When you’re building a computer, it’s easy to overlook the best PC cases in favor of the cheapest enclosure money can buy. While it’s fine to be frugal, there’s something to be said for a computer chassis that’s decked out with stylish hues, ample ventilation and otherworldly lighting effects, all while remaining criminally under budget.
It’s for that reason that we’ve gone out of our way to find the best PC case for you. Whether you plan on using your PC to play games, watch movies, create art or just plain write like us, you won’t be disappointed by the lot we’ve discovered. As always, we’ve scoured all of the biggest, and even the lesser known, names in hardware to devise a nigh-perfect list.
Although your gut might have you convinced that we’re lying, don’t confuse hunger for suspicion, as we’ve found 8 unique PC cases – each in different categories – that present an assortment of compelling arguments for why they should be the one to house your motherboard. Better yet, of these options, not one should break the bank either.
If you have a hunch that our list might be outdated for included this familiar looking chassis, we won’t fault you for the confusion. The Cooler Master Cosmos II 25th Anniversary Edition was designed to resemble the 2012 enclosure of its namesake to – you guessed it – celebrate its 25th Anniversary. The 2017 version streamlines HDD installations with its signature X-Dock, and it’s tempered glass side panel looks gorgeous illuminated by blue LEDs.
To find any other PC case remotely analogous to Fractal Design’s Meshify-C is uncommon to say the least. Provided that the entire front of the chassis is comprised of mesh material divvied up into countless polygonal shapes, the Meshify-C sports quite the look, and it does so without compromising on function. With two fans pre-installed, interior cooling is (forgive us) a breeze, even if the Meshify-C is set back by a handful of stumbles.
As its model name suggests, the Nanoxia Deep Silence 4 was created for the sole intent of being quiet as a mouse.
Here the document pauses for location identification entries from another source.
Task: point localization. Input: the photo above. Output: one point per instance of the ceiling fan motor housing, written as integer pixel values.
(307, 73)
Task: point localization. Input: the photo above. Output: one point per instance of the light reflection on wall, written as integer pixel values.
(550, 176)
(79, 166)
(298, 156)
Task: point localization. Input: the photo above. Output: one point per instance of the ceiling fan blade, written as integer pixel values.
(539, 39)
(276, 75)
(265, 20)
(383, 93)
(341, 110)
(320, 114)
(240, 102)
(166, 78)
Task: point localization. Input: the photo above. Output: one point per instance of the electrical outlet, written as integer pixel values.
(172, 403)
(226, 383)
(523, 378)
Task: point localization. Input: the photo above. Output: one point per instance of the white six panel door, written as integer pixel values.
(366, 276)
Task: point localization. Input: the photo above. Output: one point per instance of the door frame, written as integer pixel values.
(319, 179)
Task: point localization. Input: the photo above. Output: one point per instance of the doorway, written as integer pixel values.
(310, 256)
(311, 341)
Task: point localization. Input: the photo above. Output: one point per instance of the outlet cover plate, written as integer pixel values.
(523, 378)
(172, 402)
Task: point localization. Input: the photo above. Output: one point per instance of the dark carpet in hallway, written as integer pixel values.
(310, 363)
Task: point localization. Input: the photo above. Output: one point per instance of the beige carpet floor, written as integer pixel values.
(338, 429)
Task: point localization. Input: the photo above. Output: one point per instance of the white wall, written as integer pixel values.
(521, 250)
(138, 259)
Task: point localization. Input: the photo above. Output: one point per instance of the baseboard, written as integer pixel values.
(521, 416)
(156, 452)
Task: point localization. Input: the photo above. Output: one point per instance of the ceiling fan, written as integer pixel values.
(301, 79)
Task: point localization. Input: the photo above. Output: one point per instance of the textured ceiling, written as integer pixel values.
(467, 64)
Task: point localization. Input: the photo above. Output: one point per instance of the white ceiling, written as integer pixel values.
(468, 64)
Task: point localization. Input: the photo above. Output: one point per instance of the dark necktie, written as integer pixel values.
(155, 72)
This silence-focused chassis is a well-rounded Micro ATX case that’s smartly priced and accommodates some of the largest, most powerful graphics cards with its capacious interior. The fact that you’ll rarely hear it exceed 30 decibels is merely icing on the very reticent cake.
Although Micro ATX has been around longer, Mini-ITX technology is getting to the point where it’s finally viable for PC power users and gamers alike. The problem that still remains with Mini-ITX cases, however, is the limitation they inflict on cooling and power options. Luckily, the NZXT Manta was designed for your mightier components alongside tiny mobos. The nearly full-size design might be off putting to some, but we find that it’s more than acceptable for this bubble-shaped colossus of a case.
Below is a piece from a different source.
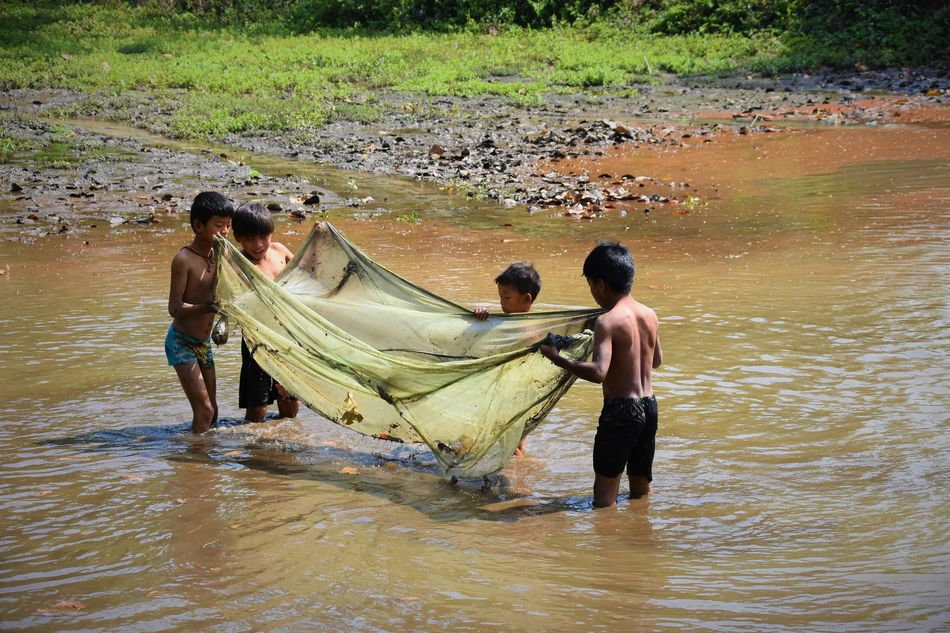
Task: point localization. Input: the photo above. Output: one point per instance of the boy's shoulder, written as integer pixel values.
(627, 310)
At first glance, the Phanteks Evolv Shift X looks more like a sound bar than a PC case, but this helps it blend into any living room or studio setup. It’s versatile to the point that it looks natural placed under a TV just as it does atop a desk, next to an equally high-end monitor. While it’s only compatible with Mini-ITX motherboards, which seems frivolous given its size, the Phanteks Evolv Shift X offers tons of space for components and liquid-cooled loops. If this chassis is a little too large for your liking, there’s also the more manageable and smaller Phanteks Evolv Shift.
Our second entry from Fractal Design, the Define R5 is yet another mid-tower chassis bearing lush aesthetics. The metallic and blue LED-lit front of the case is simple, yet elegant, and is complemented by noise dampening materials throughout its interior. Despite the removable ModuVent panels and drive trays not being tool-lessly accessible, the Fractal Design Define R5 is otherwise painless to build a computer inside of. Not only that, but it’s not as pricey as you might expect from a PC case with such a pretentious name either.
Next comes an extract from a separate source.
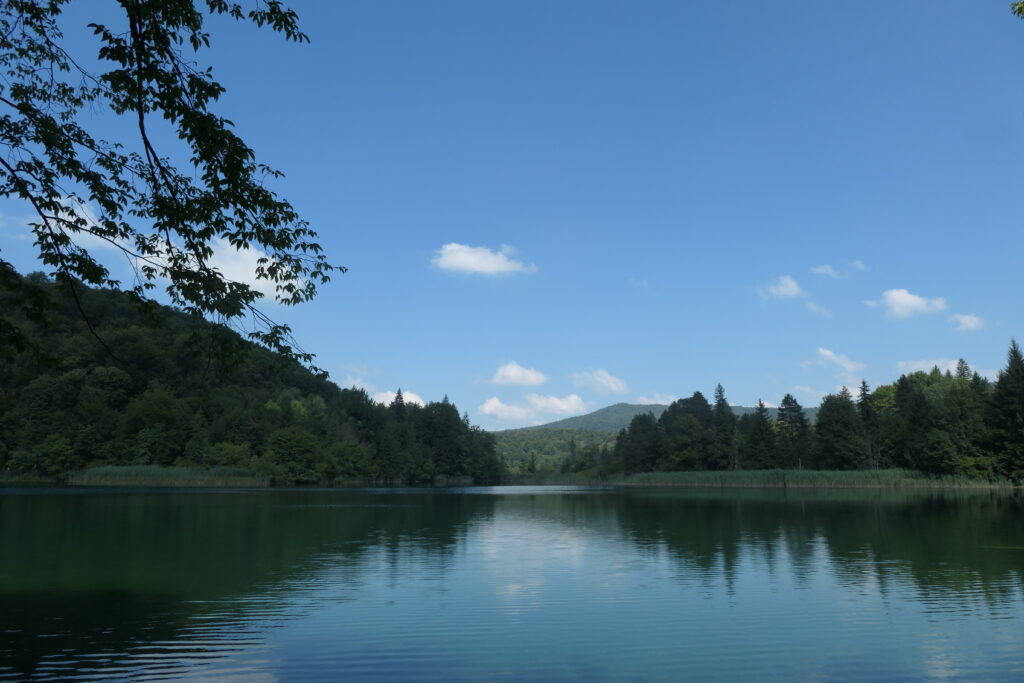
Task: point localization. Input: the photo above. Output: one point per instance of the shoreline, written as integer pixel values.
(152, 476)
When you’re trying to keep the cost of your build down, we recommend not going for the absolute cheapest PC case available. For the most part, cost cutting cases are deprived of proper ventilation and airflow, not to mention you’ll wind up buying your own fans and cable management supplies. The Corsair Carbide Spec-04, on the other hand, shows up even some of the more extravagant chassis. It does so with rubberized feet, a bundled LED fan and plenty of room to spare for additional fans and components.
This one is for our Razer fans out there. While the green snake-embellished company doesn’t make its own PCs, it has partnered with a few OEMs in the past to add its signature green-infused flare to a handful of desktop PC cases. This includes the Atec Cube, a small form factor case that tailors to Mini-ITX motherboards and is shaped like an italic font (if it was reversed). Complete with lots of headroom, either for an initial build or later expansion, the Antec Cube is simultaneously compact enough to be taken anywhere.